Watches: the training loss. Failure mode: the optimizer has blown up. Loss is NaN, +Inf, or -Inf. Once this happens, every subsequent gradient update corrupts the policy further — there's no recovery from where you are.

How it fires

There is no rolling state and no warning tier. The instant loss is non-finite, the detector fires a critical alert. The alert's metric_values["kind"] is one of "NaN", "+Inf", or "-Inf" so you can tell which path blew up.

If you set warmup_steps > 0, the detector ignores non-finite losses inside the warmup window. The default is 0 — there's no good reason to wait on this one.

Configuration

loss_nan:
  enabled: true
  warmup_steps: 0

Stop the run immediately. Revert to the last good checkpoint. Reduce learning rate, clip gradients, and check for divide-by-zero or log-of-zero in the loss computation.
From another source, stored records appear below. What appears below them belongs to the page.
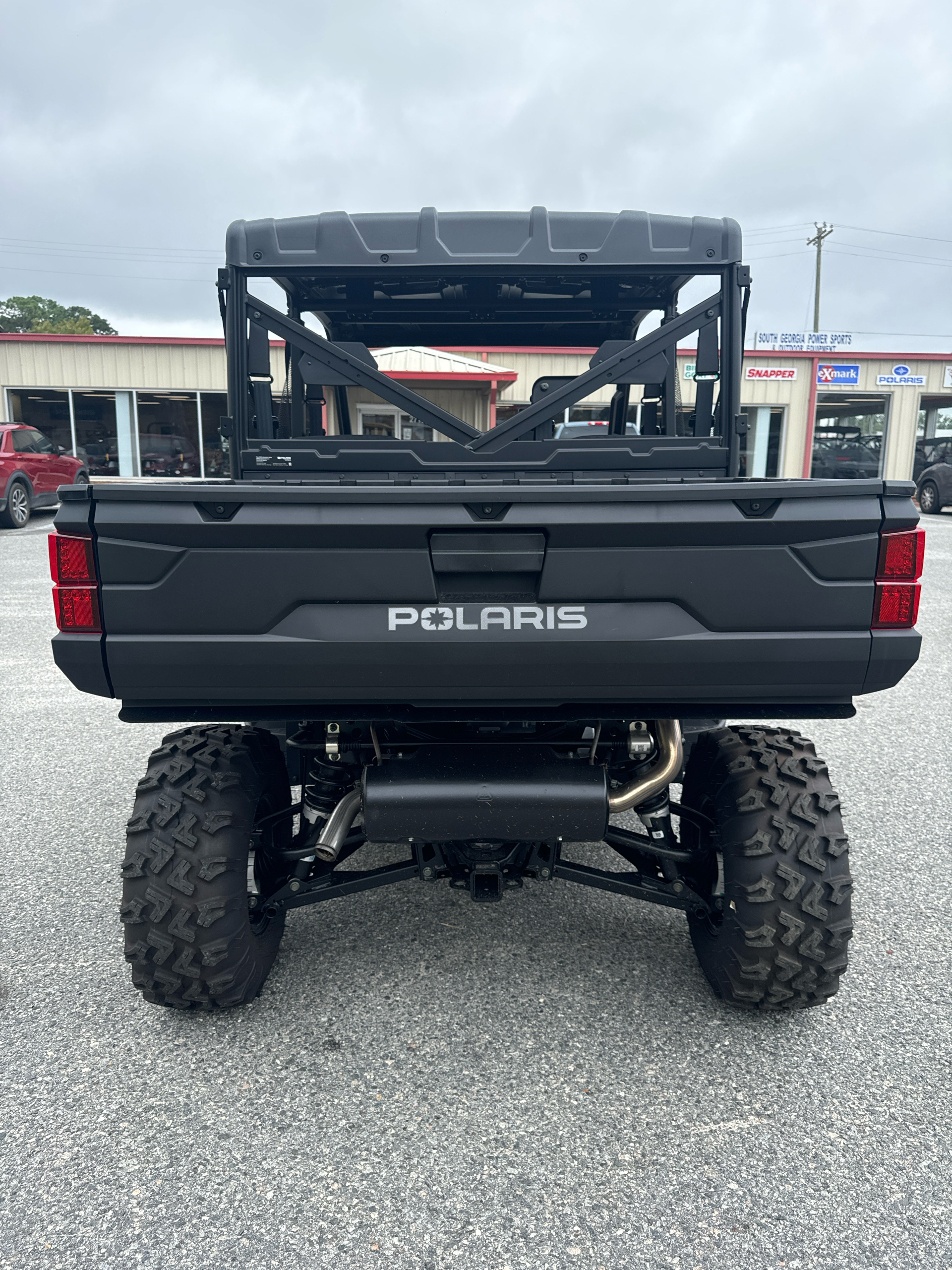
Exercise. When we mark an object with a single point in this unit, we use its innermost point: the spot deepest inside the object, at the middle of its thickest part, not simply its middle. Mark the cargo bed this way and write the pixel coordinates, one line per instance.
(665, 597)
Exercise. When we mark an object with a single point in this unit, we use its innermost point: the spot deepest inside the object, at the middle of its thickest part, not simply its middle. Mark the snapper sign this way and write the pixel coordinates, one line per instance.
(770, 374)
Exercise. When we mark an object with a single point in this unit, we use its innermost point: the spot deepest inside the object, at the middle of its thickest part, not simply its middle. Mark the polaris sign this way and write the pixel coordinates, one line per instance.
(472, 618)
(900, 378)
(838, 375)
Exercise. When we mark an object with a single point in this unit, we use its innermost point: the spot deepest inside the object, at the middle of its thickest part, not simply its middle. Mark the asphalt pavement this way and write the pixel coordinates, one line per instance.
(431, 1083)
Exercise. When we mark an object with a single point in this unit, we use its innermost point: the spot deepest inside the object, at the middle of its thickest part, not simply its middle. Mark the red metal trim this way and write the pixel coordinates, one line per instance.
(465, 377)
(39, 337)
(511, 348)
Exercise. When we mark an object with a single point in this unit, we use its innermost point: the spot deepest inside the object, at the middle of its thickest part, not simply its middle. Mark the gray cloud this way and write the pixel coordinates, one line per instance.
(149, 127)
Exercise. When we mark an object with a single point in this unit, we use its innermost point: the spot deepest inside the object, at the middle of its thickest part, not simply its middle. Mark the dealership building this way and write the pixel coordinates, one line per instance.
(151, 405)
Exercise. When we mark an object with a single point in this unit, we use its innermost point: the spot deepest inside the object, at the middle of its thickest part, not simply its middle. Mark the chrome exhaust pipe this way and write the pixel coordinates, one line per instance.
(670, 756)
(337, 827)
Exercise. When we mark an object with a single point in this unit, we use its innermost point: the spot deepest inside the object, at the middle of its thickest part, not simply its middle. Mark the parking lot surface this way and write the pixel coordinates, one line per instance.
(431, 1083)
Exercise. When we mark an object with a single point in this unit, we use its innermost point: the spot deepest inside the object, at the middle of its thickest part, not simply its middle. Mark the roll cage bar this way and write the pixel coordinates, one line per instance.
(708, 443)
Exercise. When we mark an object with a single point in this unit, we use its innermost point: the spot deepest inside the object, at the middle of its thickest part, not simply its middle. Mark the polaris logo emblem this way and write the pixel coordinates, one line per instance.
(508, 618)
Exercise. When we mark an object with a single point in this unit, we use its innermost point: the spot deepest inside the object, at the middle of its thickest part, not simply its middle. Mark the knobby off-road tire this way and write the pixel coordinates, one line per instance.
(780, 940)
(191, 937)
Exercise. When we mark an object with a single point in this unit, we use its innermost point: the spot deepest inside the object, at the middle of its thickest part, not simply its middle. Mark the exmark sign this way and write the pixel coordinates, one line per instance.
(838, 375)
(493, 618)
(900, 378)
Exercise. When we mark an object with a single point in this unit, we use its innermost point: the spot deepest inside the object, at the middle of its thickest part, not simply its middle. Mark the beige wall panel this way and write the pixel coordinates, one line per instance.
(116, 366)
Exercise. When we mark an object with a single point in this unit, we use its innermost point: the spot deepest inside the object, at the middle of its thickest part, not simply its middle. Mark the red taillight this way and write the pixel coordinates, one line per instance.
(896, 600)
(76, 591)
(901, 556)
(78, 610)
(71, 559)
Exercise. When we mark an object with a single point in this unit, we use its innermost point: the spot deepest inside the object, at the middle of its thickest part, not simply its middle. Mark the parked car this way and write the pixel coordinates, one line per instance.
(932, 450)
(935, 487)
(32, 469)
(844, 454)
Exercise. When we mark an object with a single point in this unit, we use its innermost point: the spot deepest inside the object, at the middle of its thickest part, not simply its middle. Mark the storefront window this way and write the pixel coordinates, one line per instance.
(97, 440)
(933, 439)
(168, 434)
(215, 405)
(849, 436)
(761, 445)
(45, 409)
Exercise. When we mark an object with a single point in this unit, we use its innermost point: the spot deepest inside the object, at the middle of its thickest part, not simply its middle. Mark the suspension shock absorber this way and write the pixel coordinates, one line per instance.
(325, 785)
(655, 815)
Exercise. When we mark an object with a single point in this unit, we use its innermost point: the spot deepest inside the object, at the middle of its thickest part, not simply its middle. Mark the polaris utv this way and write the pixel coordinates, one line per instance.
(486, 643)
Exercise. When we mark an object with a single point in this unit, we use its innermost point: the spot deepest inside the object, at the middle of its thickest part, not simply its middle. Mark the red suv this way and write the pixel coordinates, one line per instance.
(31, 472)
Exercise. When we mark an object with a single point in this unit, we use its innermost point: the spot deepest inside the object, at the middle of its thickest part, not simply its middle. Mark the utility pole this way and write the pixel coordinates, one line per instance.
(823, 232)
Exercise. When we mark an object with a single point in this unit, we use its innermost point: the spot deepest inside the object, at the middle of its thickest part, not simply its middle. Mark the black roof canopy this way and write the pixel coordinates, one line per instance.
(535, 277)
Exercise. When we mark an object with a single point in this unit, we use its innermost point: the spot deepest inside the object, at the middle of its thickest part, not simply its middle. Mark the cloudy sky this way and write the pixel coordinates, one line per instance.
(132, 135)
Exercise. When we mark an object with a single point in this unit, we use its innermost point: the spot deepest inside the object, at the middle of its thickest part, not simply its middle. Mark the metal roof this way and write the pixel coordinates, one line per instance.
(418, 360)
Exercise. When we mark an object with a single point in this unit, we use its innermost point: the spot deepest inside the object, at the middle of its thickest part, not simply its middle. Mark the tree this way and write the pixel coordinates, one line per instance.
(27, 314)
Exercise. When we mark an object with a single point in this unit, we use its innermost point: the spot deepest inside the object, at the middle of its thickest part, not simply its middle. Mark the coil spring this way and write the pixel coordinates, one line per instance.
(324, 788)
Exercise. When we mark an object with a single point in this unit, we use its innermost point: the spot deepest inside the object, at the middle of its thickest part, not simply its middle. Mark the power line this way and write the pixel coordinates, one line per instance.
(894, 254)
(888, 259)
(924, 238)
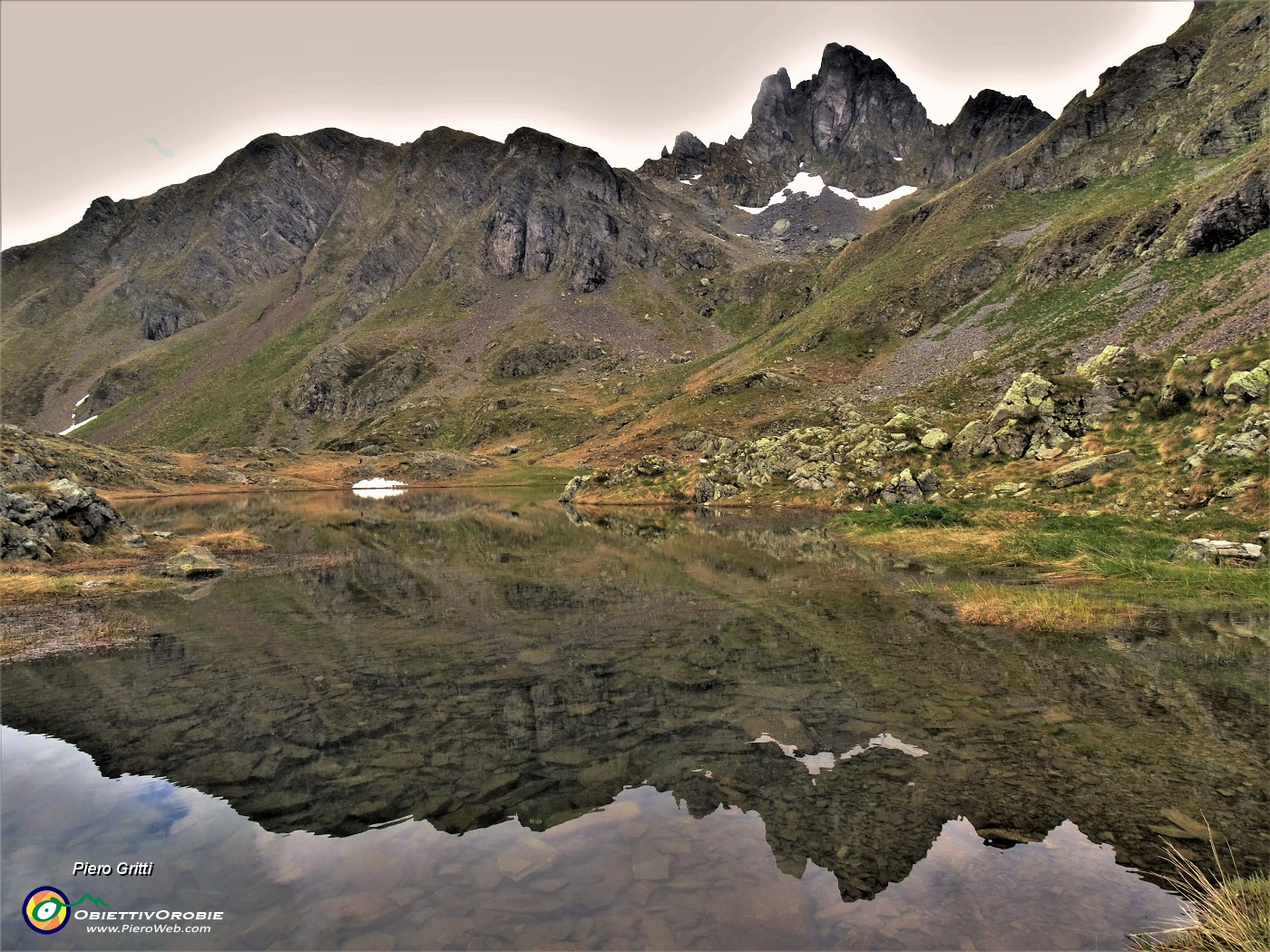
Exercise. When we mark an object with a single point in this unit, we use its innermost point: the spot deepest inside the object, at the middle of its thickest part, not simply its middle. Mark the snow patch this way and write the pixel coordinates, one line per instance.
(76, 425)
(377, 492)
(376, 484)
(826, 759)
(377, 488)
(876, 202)
(813, 186)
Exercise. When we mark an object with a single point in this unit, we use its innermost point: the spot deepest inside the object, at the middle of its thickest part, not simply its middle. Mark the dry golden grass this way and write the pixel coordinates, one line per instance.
(1039, 608)
(1228, 913)
(228, 541)
(21, 587)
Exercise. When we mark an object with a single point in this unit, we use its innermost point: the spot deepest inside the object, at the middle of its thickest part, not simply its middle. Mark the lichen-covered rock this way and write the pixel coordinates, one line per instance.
(535, 358)
(571, 491)
(974, 440)
(1180, 386)
(1247, 386)
(1026, 399)
(34, 527)
(1102, 364)
(1218, 552)
(196, 561)
(1228, 219)
(1083, 470)
(936, 440)
(902, 489)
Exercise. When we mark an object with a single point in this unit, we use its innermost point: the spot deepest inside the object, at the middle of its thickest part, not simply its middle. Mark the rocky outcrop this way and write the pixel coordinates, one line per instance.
(1246, 386)
(339, 383)
(1085, 470)
(532, 359)
(34, 523)
(194, 562)
(1228, 219)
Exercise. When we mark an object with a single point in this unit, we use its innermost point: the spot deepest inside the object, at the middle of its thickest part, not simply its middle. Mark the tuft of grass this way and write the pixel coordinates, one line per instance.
(1038, 608)
(904, 516)
(1228, 913)
(230, 541)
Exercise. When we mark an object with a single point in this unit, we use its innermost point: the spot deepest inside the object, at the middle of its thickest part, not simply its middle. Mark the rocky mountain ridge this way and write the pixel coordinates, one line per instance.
(860, 127)
(460, 294)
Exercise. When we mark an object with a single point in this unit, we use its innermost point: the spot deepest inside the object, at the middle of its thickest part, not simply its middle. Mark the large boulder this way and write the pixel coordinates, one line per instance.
(196, 562)
(1218, 552)
(1247, 386)
(1085, 470)
(34, 524)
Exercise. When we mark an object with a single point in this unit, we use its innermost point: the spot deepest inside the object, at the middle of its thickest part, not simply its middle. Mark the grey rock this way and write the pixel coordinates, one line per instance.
(1247, 386)
(936, 440)
(1219, 552)
(571, 491)
(194, 561)
(1083, 470)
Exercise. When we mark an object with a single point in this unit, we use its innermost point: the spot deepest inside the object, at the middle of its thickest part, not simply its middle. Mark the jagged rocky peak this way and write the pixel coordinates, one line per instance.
(856, 123)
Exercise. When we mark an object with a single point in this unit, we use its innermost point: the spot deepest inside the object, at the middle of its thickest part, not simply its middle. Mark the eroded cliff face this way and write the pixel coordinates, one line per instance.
(860, 127)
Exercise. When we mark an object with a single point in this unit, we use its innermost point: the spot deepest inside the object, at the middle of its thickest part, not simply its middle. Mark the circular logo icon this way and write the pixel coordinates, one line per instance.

Things to check, in order:

  1. Was there a precursor gradient norm spike? If so, the fix is gradient clipping (max_grad_norm). The gradient norm spike detector usually fires first if both are enabled.
  2. Is the LR too high? A 5–10× LR cut + restart from the last good checkpoint usually rescues the run.
  3. Numerical instability in the loss computation? Common culprits: log(0) from a poorly-initialized policy, divide-by-zero in advantage normalization with a constant batch, mixed-precision overflow in fp16. Adding small epsilons or moving the relevant op to fp32 fixes most of these.

Why no warning tier

There's no "loss is almost NaN." Either it's finite or it isn't. By the time you'd see a warning, the run is already broken.